The July 27 edition of The Economist magazine acknowledged that surgical abortions are unavailable in 80 per cent of American states because doctors are unwilling to perform them and the procedure is becoming increasingly inaccessible thanks to mandatory waiting periods in many states.

The Vatican newspaper L’Osservatore Romano condemned RU486 as “the pill of Cain, the monster that cynically kills one’s brother.”

The advisory committee hea4rd from a self-professed pro-choice Iowa emergency room physician who testified that a participant in the RU486 trial who he treated lost more than half her blood and nearly died.

“I am concerned that all the true implications of RU 486 are not being reported to both the media and to the FDA,” said Dr. Mark Louviere.

Gans said it is unlikely the fast-tracking approval of RU486 can be derailed at this point, but with other U.S. pro-life representatives she vowed to continue this battle.

“at this stage of the game, the reality is our focus has to be on a massive educational campaign,” said Gans. “This is an incredibly dangerous situation based solely on the president’s radical pro-abortion agenda.”

“The expose of the for-profit activities of the Rockefeller-funded Population council will continue unabated and shall in fact, accelerate,” pledged Pharmacists for Life International president Lloyd DuPlantis Jr.

“The education of the profession and the public shall only increase as the new abortionists, the drug companies, continue on their erroneous course of developing and marketing chemicals intended to kill innocent, pre-born children”

RU486 was developed by French pharmaceutical company Rousell Uclaf, which in 1994 signed over U.S. rights to the Population Council, a New York-based organization dedicated to a slowing population growth.

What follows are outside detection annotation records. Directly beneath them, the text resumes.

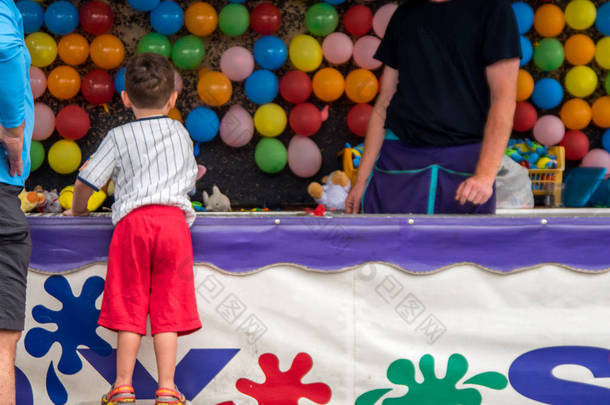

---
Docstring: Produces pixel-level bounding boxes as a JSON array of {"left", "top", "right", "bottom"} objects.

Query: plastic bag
[{"left": 496, "top": 156, "right": 534, "bottom": 208}]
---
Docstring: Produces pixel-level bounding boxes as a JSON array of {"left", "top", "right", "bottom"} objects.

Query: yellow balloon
[
  {"left": 595, "top": 37, "right": 610, "bottom": 70},
  {"left": 288, "top": 34, "right": 322, "bottom": 72},
  {"left": 565, "top": 66, "right": 597, "bottom": 98},
  {"left": 254, "top": 103, "right": 287, "bottom": 137},
  {"left": 566, "top": 0, "right": 597, "bottom": 30},
  {"left": 25, "top": 32, "right": 57, "bottom": 67},
  {"left": 48, "top": 139, "right": 82, "bottom": 174}
]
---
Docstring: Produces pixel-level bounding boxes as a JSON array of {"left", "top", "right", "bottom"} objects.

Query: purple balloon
[
  {"left": 220, "top": 104, "right": 254, "bottom": 148},
  {"left": 534, "top": 115, "right": 566, "bottom": 146},
  {"left": 354, "top": 35, "right": 383, "bottom": 70},
  {"left": 322, "top": 32, "right": 354, "bottom": 65},
  {"left": 32, "top": 103, "right": 55, "bottom": 141},
  {"left": 30, "top": 66, "right": 47, "bottom": 99},
  {"left": 288, "top": 135, "right": 322, "bottom": 178},
  {"left": 220, "top": 46, "right": 254, "bottom": 82}
]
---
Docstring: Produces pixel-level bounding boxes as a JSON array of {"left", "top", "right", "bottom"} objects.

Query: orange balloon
[
  {"left": 593, "top": 96, "right": 610, "bottom": 128},
  {"left": 534, "top": 4, "right": 566, "bottom": 37},
  {"left": 559, "top": 98, "right": 593, "bottom": 130},
  {"left": 345, "top": 69, "right": 379, "bottom": 104},
  {"left": 47, "top": 66, "right": 80, "bottom": 100},
  {"left": 517, "top": 69, "right": 534, "bottom": 101},
  {"left": 184, "top": 1, "right": 218, "bottom": 37},
  {"left": 91, "top": 34, "right": 125, "bottom": 70},
  {"left": 564, "top": 34, "right": 595, "bottom": 66},
  {"left": 57, "top": 34, "right": 89, "bottom": 66},
  {"left": 197, "top": 71, "right": 233, "bottom": 107},
  {"left": 313, "top": 68, "right": 345, "bottom": 103}
]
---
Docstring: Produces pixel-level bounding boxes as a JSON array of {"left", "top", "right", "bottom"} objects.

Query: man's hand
[
  {"left": 455, "top": 175, "right": 495, "bottom": 205},
  {"left": 0, "top": 124, "right": 24, "bottom": 177}
]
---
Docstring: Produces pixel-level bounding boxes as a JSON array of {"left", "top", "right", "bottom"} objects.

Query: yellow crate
[{"left": 529, "top": 146, "right": 565, "bottom": 204}]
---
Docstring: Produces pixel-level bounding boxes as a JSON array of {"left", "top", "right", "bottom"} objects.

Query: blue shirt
[{"left": 0, "top": 0, "right": 34, "bottom": 187}]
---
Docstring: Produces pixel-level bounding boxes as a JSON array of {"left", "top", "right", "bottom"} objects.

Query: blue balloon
[
  {"left": 16, "top": 0, "right": 44, "bottom": 34},
  {"left": 512, "top": 1, "right": 534, "bottom": 34},
  {"left": 245, "top": 70, "right": 279, "bottom": 104},
  {"left": 595, "top": 3, "right": 610, "bottom": 36},
  {"left": 114, "top": 66, "right": 127, "bottom": 96},
  {"left": 44, "top": 0, "right": 79, "bottom": 35},
  {"left": 521, "top": 35, "right": 534, "bottom": 67},
  {"left": 150, "top": 0, "right": 184, "bottom": 35},
  {"left": 532, "top": 78, "right": 563, "bottom": 110},
  {"left": 127, "top": 0, "right": 160, "bottom": 11},
  {"left": 254, "top": 35, "right": 288, "bottom": 70}
]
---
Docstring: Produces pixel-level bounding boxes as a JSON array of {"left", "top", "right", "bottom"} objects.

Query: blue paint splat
[
  {"left": 175, "top": 349, "right": 239, "bottom": 401},
  {"left": 25, "top": 276, "right": 112, "bottom": 375},
  {"left": 78, "top": 349, "right": 157, "bottom": 399},
  {"left": 15, "top": 367, "right": 34, "bottom": 405},
  {"left": 47, "top": 362, "right": 68, "bottom": 405}
]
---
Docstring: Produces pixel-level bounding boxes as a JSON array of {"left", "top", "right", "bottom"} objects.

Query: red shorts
[{"left": 98, "top": 205, "right": 201, "bottom": 335}]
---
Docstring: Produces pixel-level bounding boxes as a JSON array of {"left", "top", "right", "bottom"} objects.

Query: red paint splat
[{"left": 235, "top": 353, "right": 331, "bottom": 405}]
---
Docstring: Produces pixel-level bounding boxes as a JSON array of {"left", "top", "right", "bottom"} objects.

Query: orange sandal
[
  {"left": 155, "top": 388, "right": 186, "bottom": 405},
  {"left": 102, "top": 385, "right": 136, "bottom": 405}
]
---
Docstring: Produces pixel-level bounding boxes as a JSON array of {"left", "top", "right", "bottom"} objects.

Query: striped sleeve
[{"left": 78, "top": 132, "right": 118, "bottom": 191}]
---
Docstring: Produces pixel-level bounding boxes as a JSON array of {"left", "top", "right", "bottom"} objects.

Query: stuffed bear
[{"left": 307, "top": 170, "right": 351, "bottom": 211}]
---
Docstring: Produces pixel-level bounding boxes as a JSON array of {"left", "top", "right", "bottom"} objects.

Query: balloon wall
[{"left": 23, "top": 0, "right": 610, "bottom": 208}]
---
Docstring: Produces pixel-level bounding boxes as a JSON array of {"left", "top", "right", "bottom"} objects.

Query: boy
[{"left": 65, "top": 53, "right": 201, "bottom": 405}]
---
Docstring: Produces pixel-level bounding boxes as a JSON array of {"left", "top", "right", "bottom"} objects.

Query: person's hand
[
  {"left": 455, "top": 175, "right": 495, "bottom": 205},
  {"left": 345, "top": 184, "right": 365, "bottom": 214}
]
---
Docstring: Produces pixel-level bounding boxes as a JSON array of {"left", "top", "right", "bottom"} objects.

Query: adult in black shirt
[{"left": 346, "top": 0, "right": 520, "bottom": 213}]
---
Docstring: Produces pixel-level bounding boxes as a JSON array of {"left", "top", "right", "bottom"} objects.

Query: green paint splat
[{"left": 356, "top": 353, "right": 508, "bottom": 405}]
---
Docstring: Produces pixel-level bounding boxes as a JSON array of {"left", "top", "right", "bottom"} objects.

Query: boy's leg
[
  {"left": 114, "top": 331, "right": 142, "bottom": 387},
  {"left": 153, "top": 332, "right": 178, "bottom": 390}
]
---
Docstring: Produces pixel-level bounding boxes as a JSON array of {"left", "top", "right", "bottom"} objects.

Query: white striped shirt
[{"left": 78, "top": 116, "right": 197, "bottom": 226}]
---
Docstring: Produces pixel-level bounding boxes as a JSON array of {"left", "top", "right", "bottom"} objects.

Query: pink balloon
[
  {"left": 322, "top": 32, "right": 354, "bottom": 65},
  {"left": 220, "top": 104, "right": 254, "bottom": 148},
  {"left": 174, "top": 70, "right": 184, "bottom": 94},
  {"left": 354, "top": 35, "right": 383, "bottom": 70},
  {"left": 373, "top": 3, "right": 398, "bottom": 38},
  {"left": 220, "top": 46, "right": 254, "bottom": 82},
  {"left": 288, "top": 135, "right": 322, "bottom": 178},
  {"left": 30, "top": 66, "right": 47, "bottom": 99},
  {"left": 534, "top": 115, "right": 566, "bottom": 146},
  {"left": 581, "top": 149, "right": 610, "bottom": 178},
  {"left": 32, "top": 103, "right": 55, "bottom": 141}
]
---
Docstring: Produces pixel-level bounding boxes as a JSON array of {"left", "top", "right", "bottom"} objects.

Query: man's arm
[
  {"left": 455, "top": 58, "right": 519, "bottom": 205},
  {"left": 345, "top": 65, "right": 398, "bottom": 214}
]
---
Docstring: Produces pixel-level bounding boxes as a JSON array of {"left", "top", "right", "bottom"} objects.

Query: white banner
[{"left": 17, "top": 264, "right": 610, "bottom": 405}]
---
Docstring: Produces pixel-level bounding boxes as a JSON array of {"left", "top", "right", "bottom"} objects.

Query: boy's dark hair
[{"left": 125, "top": 53, "right": 174, "bottom": 109}]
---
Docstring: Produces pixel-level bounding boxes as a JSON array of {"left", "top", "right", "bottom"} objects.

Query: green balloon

During the first seven to nine weeks of pregnancy, the drug causes the uterine lining to break down and slough off. Misoprostol, which stimulates uterine contractions, is the administrated two days later.

Following the death of a woman who used the RU486-misoprostol combination, France’s health department used a series of restrictions on its use in 1990. The requirements stated that RU486 could not be given to diabetics, smokers, women with circulatory problems, high blood pressure, fibroids, anemia or gynaecological infections. Women 35 and over were also not permitted to use it.

RU486 has not been approved for use in Canada; however, moves are afoot to have it brought here.

B.C.’s provincial health minister, for example wrote a letter to the federal health minister recently urging its introduction.

The NDP government of B.C. offered to sponsor testing of RU486 in Canada, causing strong opposition from pro-life groups across the country. These groups are particularly distressed by moves to allow greater access to the drug. Some have described these chemicals as “genocide” against the innocent unborn.